Why datetime.tzinfo instance needs a datetime to get its own attributes?


For a long time, I can not understand why a tzinfo object needs to be passed a external datetime to call its utcoffset(), tzname() methods, which look pretty much independent to an external time.

For example, I have to manually construct a useless datetime object to get a timezone's name?

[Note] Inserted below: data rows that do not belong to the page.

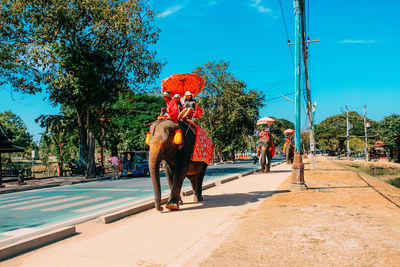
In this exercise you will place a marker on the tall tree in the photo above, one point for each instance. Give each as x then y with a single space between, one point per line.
230 108
84 53
16 130
61 129
135 110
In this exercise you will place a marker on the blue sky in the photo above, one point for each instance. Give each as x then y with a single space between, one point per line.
356 63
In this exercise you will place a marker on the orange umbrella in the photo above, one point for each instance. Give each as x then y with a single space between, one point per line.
265 120
180 83
288 132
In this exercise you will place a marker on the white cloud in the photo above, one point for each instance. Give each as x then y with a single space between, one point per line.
348 41
170 11
260 8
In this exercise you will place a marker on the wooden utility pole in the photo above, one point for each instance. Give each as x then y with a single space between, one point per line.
309 107
347 133
366 136
298 166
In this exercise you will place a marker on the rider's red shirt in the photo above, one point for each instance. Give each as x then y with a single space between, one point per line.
264 134
172 110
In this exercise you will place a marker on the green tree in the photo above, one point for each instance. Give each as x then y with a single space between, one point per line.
356 145
61 136
16 130
83 53
277 128
124 124
230 108
331 132
389 133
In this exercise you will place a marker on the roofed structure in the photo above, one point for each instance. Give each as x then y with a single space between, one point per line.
6 145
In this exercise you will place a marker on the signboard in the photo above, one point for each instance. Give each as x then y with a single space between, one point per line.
35 154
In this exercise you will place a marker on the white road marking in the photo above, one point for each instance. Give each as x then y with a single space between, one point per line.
100 189
104 204
28 202
49 203
17 199
75 204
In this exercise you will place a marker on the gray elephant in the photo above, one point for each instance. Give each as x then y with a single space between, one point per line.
177 161
289 152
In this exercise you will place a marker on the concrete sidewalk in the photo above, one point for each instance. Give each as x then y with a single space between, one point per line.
182 238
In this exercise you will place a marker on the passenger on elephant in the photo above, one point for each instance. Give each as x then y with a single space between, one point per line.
172 108
265 133
190 107
177 98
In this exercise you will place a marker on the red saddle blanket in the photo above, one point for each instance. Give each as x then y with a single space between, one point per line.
203 148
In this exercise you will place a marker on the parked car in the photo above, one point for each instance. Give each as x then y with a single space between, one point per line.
135 163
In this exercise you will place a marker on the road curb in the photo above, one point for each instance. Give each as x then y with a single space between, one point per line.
53 184
39 240
149 204
36 242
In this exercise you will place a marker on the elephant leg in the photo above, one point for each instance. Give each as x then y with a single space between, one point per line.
175 196
197 184
169 174
269 162
263 160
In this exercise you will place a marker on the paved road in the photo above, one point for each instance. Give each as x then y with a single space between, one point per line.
23 212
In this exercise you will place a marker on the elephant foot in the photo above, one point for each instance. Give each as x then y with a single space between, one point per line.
197 198
172 206
160 208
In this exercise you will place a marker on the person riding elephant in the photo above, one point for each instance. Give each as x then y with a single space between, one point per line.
288 149
177 158
265 149
177 99
172 111
190 107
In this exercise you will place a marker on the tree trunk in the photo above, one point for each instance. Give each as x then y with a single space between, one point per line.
90 165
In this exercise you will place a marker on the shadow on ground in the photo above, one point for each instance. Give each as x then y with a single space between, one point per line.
236 199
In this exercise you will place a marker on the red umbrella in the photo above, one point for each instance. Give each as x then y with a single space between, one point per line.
288 132
180 83
265 120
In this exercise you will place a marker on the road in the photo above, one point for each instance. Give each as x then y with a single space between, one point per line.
26 212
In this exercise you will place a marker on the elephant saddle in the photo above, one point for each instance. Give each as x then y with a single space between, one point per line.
203 149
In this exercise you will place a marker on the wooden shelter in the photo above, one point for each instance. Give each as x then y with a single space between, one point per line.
6 146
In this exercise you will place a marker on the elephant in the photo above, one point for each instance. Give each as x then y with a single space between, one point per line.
177 161
265 146
289 152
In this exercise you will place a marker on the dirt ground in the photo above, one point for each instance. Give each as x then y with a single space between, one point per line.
345 218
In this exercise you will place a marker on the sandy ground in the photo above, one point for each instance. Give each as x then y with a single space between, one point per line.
182 238
341 221
344 219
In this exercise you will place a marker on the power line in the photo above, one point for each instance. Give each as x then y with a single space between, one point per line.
287 34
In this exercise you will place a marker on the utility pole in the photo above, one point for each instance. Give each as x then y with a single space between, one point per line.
309 105
365 132
310 109
298 166
347 133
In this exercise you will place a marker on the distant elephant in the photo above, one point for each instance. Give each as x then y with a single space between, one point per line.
289 152
265 148
177 162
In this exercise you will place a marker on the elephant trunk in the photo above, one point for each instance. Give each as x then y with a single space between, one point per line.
154 166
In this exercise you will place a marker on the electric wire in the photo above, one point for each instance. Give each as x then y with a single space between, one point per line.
287 34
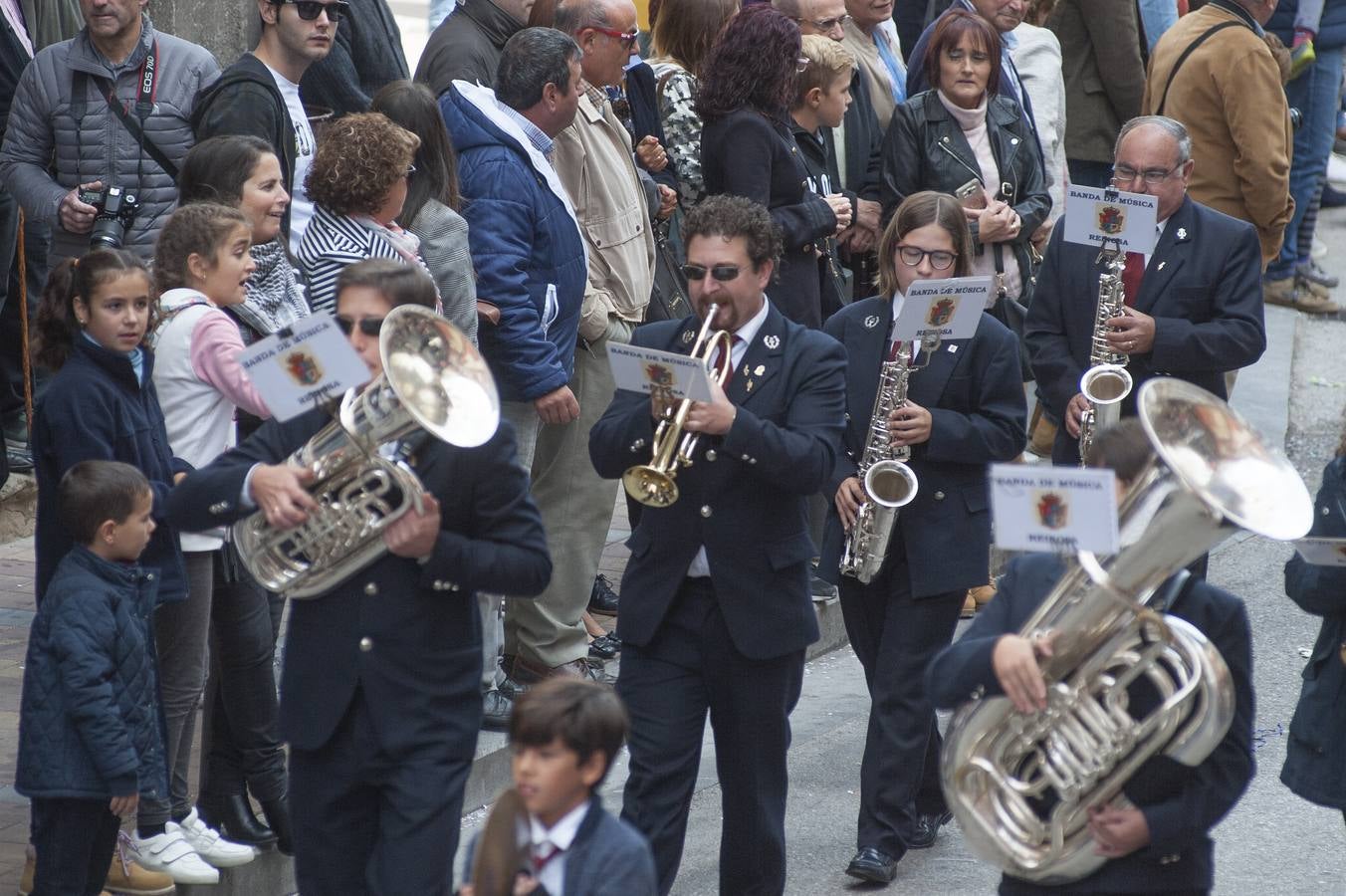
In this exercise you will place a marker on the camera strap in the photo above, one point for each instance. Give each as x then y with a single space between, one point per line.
144 106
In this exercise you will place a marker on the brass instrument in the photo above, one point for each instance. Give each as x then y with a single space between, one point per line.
1021 784
434 381
888 482
1107 381
652 483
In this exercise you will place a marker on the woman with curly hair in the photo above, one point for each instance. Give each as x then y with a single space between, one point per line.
748 149
358 186
680 43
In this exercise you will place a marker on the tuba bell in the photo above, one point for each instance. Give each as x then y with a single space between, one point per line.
434 383
1021 784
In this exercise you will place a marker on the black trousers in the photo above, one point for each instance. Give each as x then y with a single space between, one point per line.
243 749
371 822
75 839
895 636
669 686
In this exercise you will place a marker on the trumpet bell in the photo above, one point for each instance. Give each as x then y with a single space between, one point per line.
439 377
890 483
649 486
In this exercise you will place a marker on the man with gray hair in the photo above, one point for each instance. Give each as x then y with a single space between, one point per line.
528 249
595 161
1193 306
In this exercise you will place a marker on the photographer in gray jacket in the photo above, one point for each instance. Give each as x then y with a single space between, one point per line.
112 106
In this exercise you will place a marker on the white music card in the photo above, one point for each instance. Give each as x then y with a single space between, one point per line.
1054 509
1094 217
650 370
945 310
1322 552
303 366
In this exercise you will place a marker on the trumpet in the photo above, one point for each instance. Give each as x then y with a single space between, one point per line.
653 483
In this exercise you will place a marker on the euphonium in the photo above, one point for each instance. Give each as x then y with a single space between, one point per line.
1107 381
1021 784
434 379
652 483
888 482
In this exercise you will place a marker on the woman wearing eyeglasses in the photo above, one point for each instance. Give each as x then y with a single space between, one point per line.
963 138
358 187
749 149
964 410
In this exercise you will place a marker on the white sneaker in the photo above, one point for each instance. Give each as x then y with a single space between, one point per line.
210 845
174 856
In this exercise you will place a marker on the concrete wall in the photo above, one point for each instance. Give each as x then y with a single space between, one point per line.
225 27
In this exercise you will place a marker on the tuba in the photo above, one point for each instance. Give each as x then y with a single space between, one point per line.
1021 784
888 482
434 382
1107 381
652 483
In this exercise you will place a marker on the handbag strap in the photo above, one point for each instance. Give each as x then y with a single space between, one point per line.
1186 53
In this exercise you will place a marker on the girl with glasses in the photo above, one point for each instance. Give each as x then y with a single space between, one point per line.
964 409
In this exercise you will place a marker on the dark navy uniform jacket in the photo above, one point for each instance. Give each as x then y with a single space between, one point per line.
406 634
974 393
745 497
1203 286
1181 803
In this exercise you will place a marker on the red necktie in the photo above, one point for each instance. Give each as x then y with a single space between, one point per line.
1131 276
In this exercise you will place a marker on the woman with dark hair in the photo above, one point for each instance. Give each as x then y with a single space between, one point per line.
964 410
680 43
432 199
358 183
748 149
243 172
963 138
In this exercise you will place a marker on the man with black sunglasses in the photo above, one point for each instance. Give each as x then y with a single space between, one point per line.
260 95
716 611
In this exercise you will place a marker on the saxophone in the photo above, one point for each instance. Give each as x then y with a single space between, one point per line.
888 482
1107 381
1021 784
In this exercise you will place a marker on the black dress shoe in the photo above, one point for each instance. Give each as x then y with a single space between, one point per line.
278 815
603 599
497 708
604 647
928 826
872 865
232 815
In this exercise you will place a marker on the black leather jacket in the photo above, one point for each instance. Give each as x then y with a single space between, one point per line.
925 149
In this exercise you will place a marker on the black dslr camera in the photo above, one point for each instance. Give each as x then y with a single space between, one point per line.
115 210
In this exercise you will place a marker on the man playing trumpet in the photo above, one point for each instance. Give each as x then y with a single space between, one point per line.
718 613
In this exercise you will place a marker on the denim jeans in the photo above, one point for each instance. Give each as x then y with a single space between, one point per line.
1316 95
240 747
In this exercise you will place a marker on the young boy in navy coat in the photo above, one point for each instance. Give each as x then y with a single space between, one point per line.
565 734
91 738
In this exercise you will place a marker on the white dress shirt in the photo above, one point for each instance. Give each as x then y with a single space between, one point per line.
700 566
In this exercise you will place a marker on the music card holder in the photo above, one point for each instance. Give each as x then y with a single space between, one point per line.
1322 552
303 366
1101 218
649 370
1054 509
937 311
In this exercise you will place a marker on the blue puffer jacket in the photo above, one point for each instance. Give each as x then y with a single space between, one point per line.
89 727
527 246
93 409
1331 27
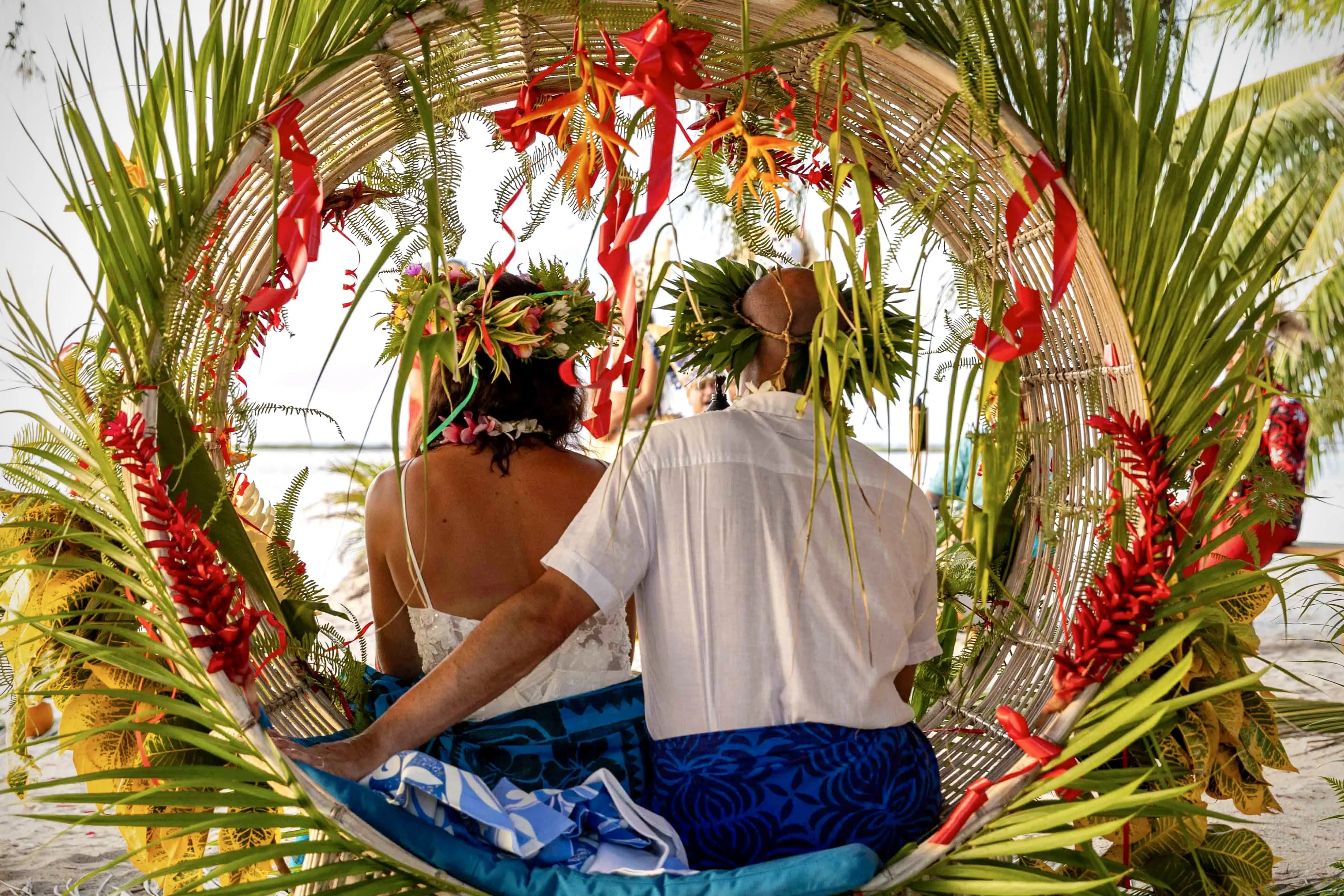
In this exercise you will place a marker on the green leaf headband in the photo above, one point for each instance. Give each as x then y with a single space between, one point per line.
551 324
711 335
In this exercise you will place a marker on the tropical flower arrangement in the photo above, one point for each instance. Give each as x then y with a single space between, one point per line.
558 323
710 335
148 620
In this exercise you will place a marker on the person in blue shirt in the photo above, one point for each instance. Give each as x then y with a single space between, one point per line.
957 483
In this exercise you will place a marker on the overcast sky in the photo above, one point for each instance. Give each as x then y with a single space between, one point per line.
351 387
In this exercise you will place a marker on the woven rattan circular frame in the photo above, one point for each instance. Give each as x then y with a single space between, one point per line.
1085 365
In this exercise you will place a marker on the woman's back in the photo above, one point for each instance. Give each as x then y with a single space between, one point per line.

from datetime import datetime
from dateutil.tz import gettz
tz = gettz("UTC")
tz.tzname(datetime.now()) # UTC

Looking at datetime.py source code, the implementation of timezone.tzname():

def tzname(self, dt):
    if isinstance(dt, datetime) or dt is None:
        if self._name is None:
            return self._name_from_offset(self._offset)
        return self._name
    raise TypeError("tzname() argument must be a datetime instance"
                    " or None")

I don't see dt is used at all.

Shouldn't a tzinfo know its own name, its offset from UTC? In what way a timezone's properties can depend on an external time point? In other words, why is the API designed this way?


Solution

  • Because a timezone's offset and name changes at different times of the year, and even historically:

    >>> tz
    <DstTzInfo 'Europe/Berlin' LMT+0:53:00 STD>
    >>> tz.tzname(datetime.now())
    'CEST'
    >>> tz.tzname(datetime(2018, 1, 1))
    'CET'
    >>> tz.tzname(datetime(1900, 1, 1))
    'LMT'
    >>> tz.utcoffset(datetime.now())
    datetime.timedelta(0, 7200)
    >>> tz.utcoffset(datetime(2018, 1, 1))
    datetime.timedelta(0, 3600)
    

    You don't see this with UTC, but that's rather the exception than the rule.